Collateral Validation

Before accepting a vault as collateral:

  1. Verify it was created by a trusted factory by calling the factory's isProxy() function
  2. Evaluate the security of its underlying asset, price oracle, and configuration
  3. Verify that its transfer method doesn't invoke any external contracts that could run attacker code
  4. Be cautious with vaults that have hooks installed, as they may interfere with liquidations

Oracle Security

When selecting price oracles:

  1. Use reliable and decentralized oracle solutions when possible
  2. Consider using oracles with a non-zero bid-ask spread to communicate real-time pricing risks
  3. For cross pricing, ensure that all price sources in the chain are reliable

Risk Management

For ongoing risk management:

  1. Monitor positions for unhealthy debt-to-collateral ratios
  2. Implement robust liquidation systems to ensure unhealthy positions are liquidated efficiently
  3. Consider the implications of using a vault as collateral that itself accepts risky collateral

Governance Practices

If governing a vault:

  1. Make governance actions transparent and predictable to users
  2. Use timelocks for sensitive operations like changing LTVs or price oracles
  3. Consider using limited governor contracts that can only perform specific actions
  4. Have clear procedures for emergency responses to market events or discovered vulnerabilities

Vault Security Features

Liquidation Cool-Off Period

The cool-off period prevents an account from being liquidated inside a block where it was previously healthy.

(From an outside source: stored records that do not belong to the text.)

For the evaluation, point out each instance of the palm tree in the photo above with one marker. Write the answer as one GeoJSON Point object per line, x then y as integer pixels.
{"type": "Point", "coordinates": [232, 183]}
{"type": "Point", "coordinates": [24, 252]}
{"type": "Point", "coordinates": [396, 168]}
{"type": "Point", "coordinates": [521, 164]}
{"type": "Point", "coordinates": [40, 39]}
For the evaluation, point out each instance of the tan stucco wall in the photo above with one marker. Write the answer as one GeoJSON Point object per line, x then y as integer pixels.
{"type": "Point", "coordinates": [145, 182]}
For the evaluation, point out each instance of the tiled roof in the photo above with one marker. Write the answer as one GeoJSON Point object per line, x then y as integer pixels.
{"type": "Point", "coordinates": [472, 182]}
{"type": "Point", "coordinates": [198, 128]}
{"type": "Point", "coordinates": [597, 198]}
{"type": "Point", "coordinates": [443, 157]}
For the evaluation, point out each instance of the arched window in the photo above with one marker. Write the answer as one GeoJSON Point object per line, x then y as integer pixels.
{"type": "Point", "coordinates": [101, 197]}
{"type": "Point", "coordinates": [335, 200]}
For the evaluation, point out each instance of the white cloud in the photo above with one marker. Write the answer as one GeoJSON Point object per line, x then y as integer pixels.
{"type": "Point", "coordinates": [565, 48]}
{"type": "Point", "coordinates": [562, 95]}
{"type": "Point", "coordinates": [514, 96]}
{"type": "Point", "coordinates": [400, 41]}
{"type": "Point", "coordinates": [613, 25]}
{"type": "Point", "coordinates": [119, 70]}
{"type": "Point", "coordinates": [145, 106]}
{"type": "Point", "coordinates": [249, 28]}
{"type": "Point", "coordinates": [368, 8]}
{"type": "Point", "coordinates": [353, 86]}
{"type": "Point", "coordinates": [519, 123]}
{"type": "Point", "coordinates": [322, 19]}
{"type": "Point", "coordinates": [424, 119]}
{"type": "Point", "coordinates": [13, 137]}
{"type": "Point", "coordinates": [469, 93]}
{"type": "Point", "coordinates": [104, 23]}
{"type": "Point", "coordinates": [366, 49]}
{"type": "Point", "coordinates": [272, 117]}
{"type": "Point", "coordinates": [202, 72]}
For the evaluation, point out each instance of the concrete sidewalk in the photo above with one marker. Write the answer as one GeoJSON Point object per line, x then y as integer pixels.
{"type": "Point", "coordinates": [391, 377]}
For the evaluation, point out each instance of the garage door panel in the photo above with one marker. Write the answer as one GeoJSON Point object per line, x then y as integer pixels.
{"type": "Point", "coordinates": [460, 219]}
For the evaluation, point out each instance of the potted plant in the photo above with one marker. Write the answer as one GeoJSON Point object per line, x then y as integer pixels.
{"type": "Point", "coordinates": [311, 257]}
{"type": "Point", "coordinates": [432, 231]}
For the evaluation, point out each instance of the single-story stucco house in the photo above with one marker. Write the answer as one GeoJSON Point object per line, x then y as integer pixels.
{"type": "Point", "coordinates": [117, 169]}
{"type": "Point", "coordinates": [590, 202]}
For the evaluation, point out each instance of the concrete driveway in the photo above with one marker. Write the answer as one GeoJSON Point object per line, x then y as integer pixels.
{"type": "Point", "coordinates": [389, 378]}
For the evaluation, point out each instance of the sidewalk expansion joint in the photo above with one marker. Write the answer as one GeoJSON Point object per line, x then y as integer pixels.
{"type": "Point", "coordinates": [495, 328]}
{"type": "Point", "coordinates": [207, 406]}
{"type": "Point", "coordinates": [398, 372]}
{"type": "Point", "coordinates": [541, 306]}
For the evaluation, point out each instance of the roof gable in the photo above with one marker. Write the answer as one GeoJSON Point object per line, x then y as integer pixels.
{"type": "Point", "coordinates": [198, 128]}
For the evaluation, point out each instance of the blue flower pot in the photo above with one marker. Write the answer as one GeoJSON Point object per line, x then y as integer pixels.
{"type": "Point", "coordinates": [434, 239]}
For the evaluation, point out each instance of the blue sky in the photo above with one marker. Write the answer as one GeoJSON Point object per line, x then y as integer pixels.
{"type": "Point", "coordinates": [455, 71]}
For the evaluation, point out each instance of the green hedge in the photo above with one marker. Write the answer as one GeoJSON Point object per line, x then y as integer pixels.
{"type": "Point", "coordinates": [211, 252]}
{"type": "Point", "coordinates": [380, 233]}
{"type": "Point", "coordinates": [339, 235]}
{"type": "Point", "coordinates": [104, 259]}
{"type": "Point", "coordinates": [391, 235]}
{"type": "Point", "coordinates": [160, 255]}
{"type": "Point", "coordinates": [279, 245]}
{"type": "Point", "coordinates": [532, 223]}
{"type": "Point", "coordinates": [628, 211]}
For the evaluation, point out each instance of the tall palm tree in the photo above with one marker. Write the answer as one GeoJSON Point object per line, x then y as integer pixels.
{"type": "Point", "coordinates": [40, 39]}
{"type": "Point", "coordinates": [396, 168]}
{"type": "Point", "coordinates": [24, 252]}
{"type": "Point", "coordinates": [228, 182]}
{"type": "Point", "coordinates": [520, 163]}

This protection helps prevent certain types of price oracle attacks by forcing attackers to keep positions open between blocks, exposing them to potential risk.

LTV Ramping

When reducing liquidation LTVs, a ramp duration can be specified to linearly decrease the LTV over time. This protects borrowers from sudden LTV changes that could cause unfair liquidations.

Bad Debt Socialisation

Vaults have bad debt socialisation enabled by default to handle cases where a liquidation still leaves an account with outstanding debt. This prevents bank-run scenarios as it socializes losses to all depositors.

Internal Balance Tracking

Vaults track balances internally rather than depending on direct token balance checks. This prevents certain types of donation-based exchange rate manipulations.